Among the smaller differences are the optics (the two have similar fields-of-view for the AR overlay, but the HoloLens has a much wider see-through area around the AR screen; the HoloLens’ AR screen looks sharp everywhere, whereas the Meta 1’s gets dodgy in the periphery) and the Meta 1’s apparently lower resolution (960×540).
The one area where Meta 1 is ahead is interaction. Unlike HoloLens, Meta 1 tracks the position of the user’s hands, meaning that virtual objects can be manipulated by grabbing and dragging them, instead of by selecting them via “air tap” and dragging them by moving the head. The current software does not track hand orientation, so grabbed objects can be translated but not rotated, but I liked this approach a lot better than Hololens’ (which doesn’t allow simultaneous translation and rotation either).
In conclusion, having tried Meta 1 makes me appreciate HoloLens quite a bit more.
Last but not least, I got to try, and pay close attention to, live-action full-sphere stereoscopic video, via Jaunt VR‘s viewer running on GearVR. I have said previously that live-action full-sphere stereoscopic video has fundamental issues, and having had a very close look at it now, I can confirm that. In a nutshell, the videos I saw (a recording of a Paul McCartney concert and an alien DJ set in a back alley) did not seem real to me. It felt “off” in a way I can’t put my finger on, and I did not get the feeling of being in a real place, like I got, for example, in Sony’s Project Morpheus demos (or in my own systems, for that matter). I don’t quite know how to describe it. There was depth in the videos — I closed my eyes alternatingly to check for stereo disparity (which was there), and objects or subjects seemed to be at different depths — but the parts didn’t add up to a coherent whole.
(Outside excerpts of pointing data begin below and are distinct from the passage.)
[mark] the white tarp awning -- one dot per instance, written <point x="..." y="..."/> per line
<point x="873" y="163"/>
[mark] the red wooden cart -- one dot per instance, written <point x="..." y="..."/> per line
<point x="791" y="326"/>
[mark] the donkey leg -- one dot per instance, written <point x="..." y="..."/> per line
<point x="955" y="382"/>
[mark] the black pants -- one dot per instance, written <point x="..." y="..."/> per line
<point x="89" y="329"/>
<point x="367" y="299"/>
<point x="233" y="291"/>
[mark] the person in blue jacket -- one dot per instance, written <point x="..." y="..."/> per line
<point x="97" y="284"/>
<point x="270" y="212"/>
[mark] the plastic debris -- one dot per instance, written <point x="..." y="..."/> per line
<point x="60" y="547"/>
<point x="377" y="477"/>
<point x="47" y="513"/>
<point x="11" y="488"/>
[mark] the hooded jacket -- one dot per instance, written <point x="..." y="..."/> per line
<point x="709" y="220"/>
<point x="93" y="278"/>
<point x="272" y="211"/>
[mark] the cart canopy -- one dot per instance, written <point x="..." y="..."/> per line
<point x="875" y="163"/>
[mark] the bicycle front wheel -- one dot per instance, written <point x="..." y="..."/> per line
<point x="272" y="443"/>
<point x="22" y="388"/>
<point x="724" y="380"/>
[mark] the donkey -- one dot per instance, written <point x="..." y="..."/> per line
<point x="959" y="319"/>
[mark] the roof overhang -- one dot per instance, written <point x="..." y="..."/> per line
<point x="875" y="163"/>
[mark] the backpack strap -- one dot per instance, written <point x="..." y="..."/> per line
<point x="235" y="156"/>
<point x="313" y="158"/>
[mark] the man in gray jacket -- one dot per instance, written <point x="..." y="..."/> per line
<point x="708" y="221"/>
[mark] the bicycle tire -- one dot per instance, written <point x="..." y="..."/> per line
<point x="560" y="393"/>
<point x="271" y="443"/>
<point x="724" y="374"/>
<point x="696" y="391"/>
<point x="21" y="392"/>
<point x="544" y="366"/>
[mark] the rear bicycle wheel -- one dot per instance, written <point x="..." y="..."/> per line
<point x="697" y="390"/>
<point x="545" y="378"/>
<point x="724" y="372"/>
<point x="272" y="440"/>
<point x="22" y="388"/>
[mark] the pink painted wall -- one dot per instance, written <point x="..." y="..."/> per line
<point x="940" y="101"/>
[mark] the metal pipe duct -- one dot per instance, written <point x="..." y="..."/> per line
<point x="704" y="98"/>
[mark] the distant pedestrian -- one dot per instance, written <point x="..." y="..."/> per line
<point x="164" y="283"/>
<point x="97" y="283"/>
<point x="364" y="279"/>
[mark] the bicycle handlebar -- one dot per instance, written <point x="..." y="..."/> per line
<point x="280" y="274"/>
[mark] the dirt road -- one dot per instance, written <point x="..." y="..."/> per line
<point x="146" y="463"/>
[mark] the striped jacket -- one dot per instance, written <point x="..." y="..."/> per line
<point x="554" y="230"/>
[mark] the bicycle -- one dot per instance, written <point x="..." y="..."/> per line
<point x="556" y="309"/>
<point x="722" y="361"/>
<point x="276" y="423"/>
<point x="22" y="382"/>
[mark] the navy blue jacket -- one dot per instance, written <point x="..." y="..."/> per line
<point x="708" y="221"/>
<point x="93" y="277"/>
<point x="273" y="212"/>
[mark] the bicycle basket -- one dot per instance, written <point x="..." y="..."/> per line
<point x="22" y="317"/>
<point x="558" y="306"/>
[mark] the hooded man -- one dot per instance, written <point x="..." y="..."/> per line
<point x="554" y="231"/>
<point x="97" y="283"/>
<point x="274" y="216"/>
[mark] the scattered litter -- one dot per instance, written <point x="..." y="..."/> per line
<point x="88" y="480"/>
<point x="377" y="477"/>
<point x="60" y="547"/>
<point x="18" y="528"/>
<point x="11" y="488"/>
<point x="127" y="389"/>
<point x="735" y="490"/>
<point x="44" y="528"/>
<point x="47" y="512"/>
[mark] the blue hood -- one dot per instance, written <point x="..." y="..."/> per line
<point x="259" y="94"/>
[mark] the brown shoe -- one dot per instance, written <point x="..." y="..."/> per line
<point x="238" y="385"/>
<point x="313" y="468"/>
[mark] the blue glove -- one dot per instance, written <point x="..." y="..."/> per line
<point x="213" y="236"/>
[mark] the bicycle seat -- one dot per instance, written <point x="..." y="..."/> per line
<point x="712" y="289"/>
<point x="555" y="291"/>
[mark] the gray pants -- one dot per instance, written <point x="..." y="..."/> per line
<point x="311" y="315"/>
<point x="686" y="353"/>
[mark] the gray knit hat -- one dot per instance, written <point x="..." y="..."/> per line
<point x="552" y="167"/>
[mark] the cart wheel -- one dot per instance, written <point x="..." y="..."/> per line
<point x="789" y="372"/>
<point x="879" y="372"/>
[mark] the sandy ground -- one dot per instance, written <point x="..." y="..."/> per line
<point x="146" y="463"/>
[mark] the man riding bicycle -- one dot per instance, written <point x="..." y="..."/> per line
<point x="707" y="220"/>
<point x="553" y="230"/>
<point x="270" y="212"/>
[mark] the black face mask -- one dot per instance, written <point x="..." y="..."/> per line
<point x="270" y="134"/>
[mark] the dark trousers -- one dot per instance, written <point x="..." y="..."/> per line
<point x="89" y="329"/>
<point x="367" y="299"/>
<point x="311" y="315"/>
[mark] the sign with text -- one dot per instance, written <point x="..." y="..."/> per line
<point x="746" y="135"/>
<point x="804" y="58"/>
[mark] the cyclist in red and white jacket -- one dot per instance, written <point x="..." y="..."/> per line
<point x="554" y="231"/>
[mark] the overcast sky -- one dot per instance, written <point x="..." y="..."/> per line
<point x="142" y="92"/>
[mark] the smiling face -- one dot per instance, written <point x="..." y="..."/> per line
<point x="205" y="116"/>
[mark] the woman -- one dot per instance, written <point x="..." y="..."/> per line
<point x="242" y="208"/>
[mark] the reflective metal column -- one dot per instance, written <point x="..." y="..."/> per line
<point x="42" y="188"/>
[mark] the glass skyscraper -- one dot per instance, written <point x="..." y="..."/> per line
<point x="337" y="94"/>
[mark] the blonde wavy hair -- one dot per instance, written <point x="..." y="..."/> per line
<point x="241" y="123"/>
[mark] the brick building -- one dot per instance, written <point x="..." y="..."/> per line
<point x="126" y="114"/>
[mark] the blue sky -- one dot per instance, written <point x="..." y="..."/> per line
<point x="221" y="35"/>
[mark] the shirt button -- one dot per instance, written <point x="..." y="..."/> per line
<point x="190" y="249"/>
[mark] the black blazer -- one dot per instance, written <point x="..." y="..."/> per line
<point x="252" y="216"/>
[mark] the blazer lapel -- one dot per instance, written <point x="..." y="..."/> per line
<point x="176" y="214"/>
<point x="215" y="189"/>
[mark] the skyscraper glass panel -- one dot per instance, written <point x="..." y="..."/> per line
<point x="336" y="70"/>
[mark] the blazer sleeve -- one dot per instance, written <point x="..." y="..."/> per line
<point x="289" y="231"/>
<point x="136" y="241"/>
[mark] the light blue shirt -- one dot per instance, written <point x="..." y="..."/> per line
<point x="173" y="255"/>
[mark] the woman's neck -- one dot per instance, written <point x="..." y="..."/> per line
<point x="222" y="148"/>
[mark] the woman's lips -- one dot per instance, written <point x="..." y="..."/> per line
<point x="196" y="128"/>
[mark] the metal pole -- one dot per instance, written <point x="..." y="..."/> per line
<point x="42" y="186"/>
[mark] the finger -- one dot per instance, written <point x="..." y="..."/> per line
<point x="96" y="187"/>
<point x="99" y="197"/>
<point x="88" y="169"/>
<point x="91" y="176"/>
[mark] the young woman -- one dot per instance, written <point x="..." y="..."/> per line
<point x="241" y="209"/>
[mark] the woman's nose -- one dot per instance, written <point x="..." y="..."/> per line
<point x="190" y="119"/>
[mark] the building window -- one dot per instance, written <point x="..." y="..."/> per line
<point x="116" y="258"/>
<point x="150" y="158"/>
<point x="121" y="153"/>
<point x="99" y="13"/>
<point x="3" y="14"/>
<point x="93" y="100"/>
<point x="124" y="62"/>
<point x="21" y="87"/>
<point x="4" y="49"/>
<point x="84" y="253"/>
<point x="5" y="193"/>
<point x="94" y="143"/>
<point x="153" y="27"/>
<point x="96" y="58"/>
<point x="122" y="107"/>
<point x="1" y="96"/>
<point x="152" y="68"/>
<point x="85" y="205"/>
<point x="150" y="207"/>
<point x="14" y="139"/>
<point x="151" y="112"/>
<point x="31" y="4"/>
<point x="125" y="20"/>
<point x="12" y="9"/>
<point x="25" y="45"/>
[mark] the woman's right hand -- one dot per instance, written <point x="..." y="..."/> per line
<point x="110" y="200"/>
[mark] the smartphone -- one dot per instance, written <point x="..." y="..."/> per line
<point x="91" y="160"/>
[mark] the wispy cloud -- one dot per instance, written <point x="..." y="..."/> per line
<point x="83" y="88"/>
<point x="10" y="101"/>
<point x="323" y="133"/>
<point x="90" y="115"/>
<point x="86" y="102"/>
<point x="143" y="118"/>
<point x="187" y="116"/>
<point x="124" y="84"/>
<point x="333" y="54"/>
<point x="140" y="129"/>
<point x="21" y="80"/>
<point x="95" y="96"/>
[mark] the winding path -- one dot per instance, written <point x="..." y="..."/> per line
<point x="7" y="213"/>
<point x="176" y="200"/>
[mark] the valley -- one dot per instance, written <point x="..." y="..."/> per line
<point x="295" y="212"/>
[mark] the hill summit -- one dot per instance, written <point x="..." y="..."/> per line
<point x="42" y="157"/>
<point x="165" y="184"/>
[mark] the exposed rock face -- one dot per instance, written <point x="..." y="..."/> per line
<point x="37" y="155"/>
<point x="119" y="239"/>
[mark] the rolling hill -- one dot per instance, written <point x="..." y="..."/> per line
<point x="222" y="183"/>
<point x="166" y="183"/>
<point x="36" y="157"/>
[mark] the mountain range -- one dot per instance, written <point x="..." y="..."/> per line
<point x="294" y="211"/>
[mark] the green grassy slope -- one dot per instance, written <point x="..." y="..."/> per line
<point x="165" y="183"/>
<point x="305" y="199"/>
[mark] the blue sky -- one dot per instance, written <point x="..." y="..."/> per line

In addition, there was annoying eye strain. I was expecting serious problems while tilting my head, because baked-in stereo only works as long as the line connecting the viewer’s pupils is parallel to the fixed stereo separation line of the video, but even while holding my head perfectly level (as far as I could tell), I had the strong feeling that my eyes were looking in different directions in a non-natural way. It felt very similar to using my old eMagin Z800 3D Visor, which had vertically misaligned eye pieces. (And yes, once I tilted my head more than 30 degrees or so in either direction, stereo fell apart completely and I was left with double vision). I had previously used GearVR at last year’s Oculus Connect, and had no problems with the real-time rendered VR experiences. So I blame these issues on the content instead of the display. It is, of course, possible that the particular unit I was using was damaged. Unlike Oculus Connect, where the headsets were guarded and handled like crown jewels, here they were just lying around on chairs, ready to be picked up and abused in who knows what ways. It is also possible that I had some confirmation bias going in (based on my previous article), but I didn’t know that could cause eye strain. And apropos of nothing, black smear was still very evident in GearVR.
I spent about ten minutes or so with the videos, trying to figure out what exactly was going on, and after taking the headset off, it took a minute of blinking and squeezing my eyes to get my vision back to normal. I was not impressed.